Diagnostic and Radiological Services See details

DEVOTED CORE 066 FL (HMO) covers diagnostic and radiological services with prior authorization, offering lab services and outpatient X-rays with no copay and no coinsurance. Diagnostic procedures and tests carry a copay of $0 to $95 with no coinsurance, while therapeutic radiological services require a copay and a minimum 20% coinsurance.

Home Health Services See details

Home Health Services are covered by DEVOTED CORE 066 FL (HMO) with no copay and no coinsurance, although prior authorization is required.

Cardiac Rehabilitation Services See details

Cardiac Rehabilitation Services are offered by DEVOTED CORE 066 FL (HMO) with no coinsurance and a $15 copay. However, only some services are covered, as cardiac, intensive cardiac, pulmonary, and SET for PAD rehabilitation services are not covered in practice and require prior authorization.

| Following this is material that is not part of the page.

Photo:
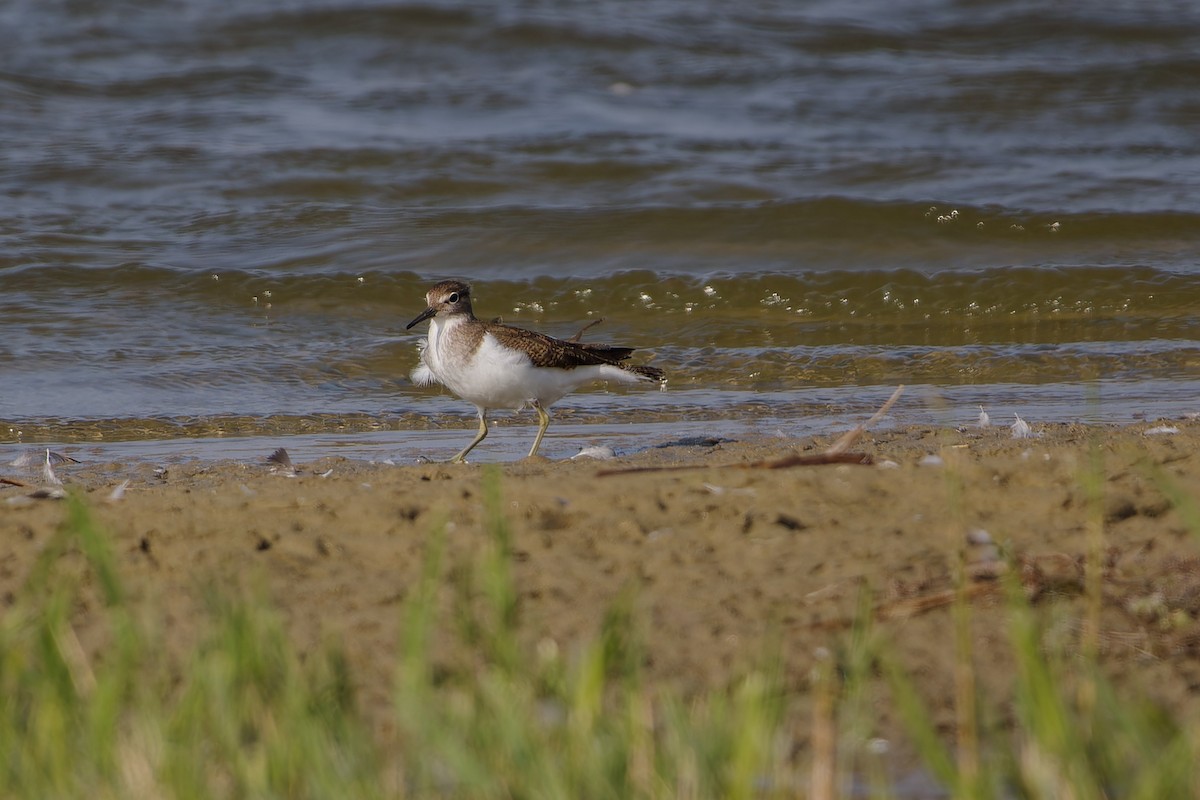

Skilled Nursing Facility (SNF) See details

DEVOTED CORE 066 FL (HMO) covers Skilled Nursing Facility (SNF) services with no coinsurance, offering no copay for days 1 through 20 and a $218 daily copay for days 21 through 100. Prior authorization is required, and while a prior 3-day inpatient hospital stay is not required for admission, additional days beyond the Medicare-covered limit are not covered.

Other Services See details

Other services are partially covered by DEVOTED CORE 066 FL (HMO), offering over-the-counter (OTC) items and additional preventive services with no copay and no coinsurance. Acupuncture, meal benefits, and other additional services are not covered under this plan.